Talvez seja impossível compreender o próprio rosto. Ou talvez seja porque sou um homem sozinho? As pessoas que vivem em sociedade aprenderam a se ver nos espelhos tal como aparecem a seus amigos. Não tenho amigos: será por isso que minha carne é tão nua? Dir-se-ia - sim, dir-se-ia a natureza sem os homens.
Eu fui acometido pela Náusea, me deixei cair no banco, já nem sabia onde estava; via as cores girando lentamente em torno de mim, sentia vontade de vomitar. E é isso: a partir daí a Náusea não me deixou, se apossou de mim.
A Náusea não está em mim: sinto-a ali na parede, nos suspensórios, por todo lado ao redor de mim. Ela forma um todo com o café: sou eu que estou nela.
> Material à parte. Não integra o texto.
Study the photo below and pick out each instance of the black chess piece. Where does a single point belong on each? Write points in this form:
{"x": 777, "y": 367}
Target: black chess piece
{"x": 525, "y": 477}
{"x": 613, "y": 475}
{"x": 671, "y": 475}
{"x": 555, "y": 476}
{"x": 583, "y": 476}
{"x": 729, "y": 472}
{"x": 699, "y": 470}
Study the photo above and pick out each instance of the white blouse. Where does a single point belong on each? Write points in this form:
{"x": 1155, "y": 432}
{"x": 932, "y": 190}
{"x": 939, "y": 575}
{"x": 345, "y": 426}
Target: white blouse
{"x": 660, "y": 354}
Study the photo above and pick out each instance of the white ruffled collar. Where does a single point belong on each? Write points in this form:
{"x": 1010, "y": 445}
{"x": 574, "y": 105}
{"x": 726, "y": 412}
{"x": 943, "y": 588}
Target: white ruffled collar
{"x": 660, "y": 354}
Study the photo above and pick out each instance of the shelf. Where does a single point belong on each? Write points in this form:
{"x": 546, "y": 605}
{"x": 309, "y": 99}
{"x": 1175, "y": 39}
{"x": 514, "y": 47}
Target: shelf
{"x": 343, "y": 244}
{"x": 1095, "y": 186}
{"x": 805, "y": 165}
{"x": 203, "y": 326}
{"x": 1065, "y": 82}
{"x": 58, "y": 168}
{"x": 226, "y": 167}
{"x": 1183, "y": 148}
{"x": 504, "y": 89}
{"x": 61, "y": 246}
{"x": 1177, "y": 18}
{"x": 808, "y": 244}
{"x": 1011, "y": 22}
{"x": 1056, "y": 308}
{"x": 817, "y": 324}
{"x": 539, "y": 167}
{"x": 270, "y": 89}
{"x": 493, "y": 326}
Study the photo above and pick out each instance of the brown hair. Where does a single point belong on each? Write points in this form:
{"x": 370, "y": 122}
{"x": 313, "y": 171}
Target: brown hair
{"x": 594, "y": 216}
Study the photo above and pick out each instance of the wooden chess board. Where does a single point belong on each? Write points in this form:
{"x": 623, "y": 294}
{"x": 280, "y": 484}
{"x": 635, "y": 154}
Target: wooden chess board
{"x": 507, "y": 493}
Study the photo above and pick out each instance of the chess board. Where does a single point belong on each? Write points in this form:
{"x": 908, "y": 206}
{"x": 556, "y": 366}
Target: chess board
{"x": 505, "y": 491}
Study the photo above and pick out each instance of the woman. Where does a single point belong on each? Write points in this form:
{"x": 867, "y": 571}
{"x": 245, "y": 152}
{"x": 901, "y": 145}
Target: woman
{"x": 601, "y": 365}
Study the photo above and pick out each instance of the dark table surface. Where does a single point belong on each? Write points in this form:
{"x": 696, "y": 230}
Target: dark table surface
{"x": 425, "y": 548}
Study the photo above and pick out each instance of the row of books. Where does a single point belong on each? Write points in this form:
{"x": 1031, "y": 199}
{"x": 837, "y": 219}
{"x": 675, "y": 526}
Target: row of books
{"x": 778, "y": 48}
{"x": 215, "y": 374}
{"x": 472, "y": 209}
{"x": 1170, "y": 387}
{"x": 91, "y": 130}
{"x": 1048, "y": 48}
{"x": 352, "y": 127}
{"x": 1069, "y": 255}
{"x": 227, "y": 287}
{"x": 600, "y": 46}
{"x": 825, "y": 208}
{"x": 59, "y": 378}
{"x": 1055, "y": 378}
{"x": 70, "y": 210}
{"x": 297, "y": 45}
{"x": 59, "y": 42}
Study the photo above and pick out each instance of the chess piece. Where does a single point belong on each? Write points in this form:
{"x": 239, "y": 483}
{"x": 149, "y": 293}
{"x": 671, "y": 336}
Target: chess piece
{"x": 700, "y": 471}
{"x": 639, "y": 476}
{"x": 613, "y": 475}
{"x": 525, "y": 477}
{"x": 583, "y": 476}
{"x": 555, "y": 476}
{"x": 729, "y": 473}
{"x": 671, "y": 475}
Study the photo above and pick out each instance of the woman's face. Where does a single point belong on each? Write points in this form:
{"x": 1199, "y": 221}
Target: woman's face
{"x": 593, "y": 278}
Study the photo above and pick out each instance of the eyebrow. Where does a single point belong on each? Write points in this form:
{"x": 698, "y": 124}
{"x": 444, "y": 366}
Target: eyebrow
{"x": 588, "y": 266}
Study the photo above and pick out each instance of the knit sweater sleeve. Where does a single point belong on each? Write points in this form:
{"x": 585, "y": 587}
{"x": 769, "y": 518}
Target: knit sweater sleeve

Vejo o futuro. Está ali, pousado na rua, um nadinha mais pálido do que o presente. Que necessidade tem de se realizar? Que vantagem trará isso?
Mas já não vejo nada mais: por mais que vasculhe meu passado, só extraio dele fragmentos de imagens e não sei muito bem o que representam, nem se são recordações ou ficções.
Aliás, muitas vezes, esses próprios fragmentos desaparecem: só restam palavras; poderia ainda contar as histórias, contá-las muito bem (em matéria de anedota, ninguém me ganha, a não ser os oficiais da marinha e os profissionais), mas já não passam de carcaças. Referem-se a um sujeito que faz isso ou aquilo, mas não sou eu, eu não tenho nada em comum com ele.
Construo minhas lembranças com meu presente, sou repelido para o presente, abandonado nele. Tento em vão ir ter com o passado: não posso fugir de mim mesmo.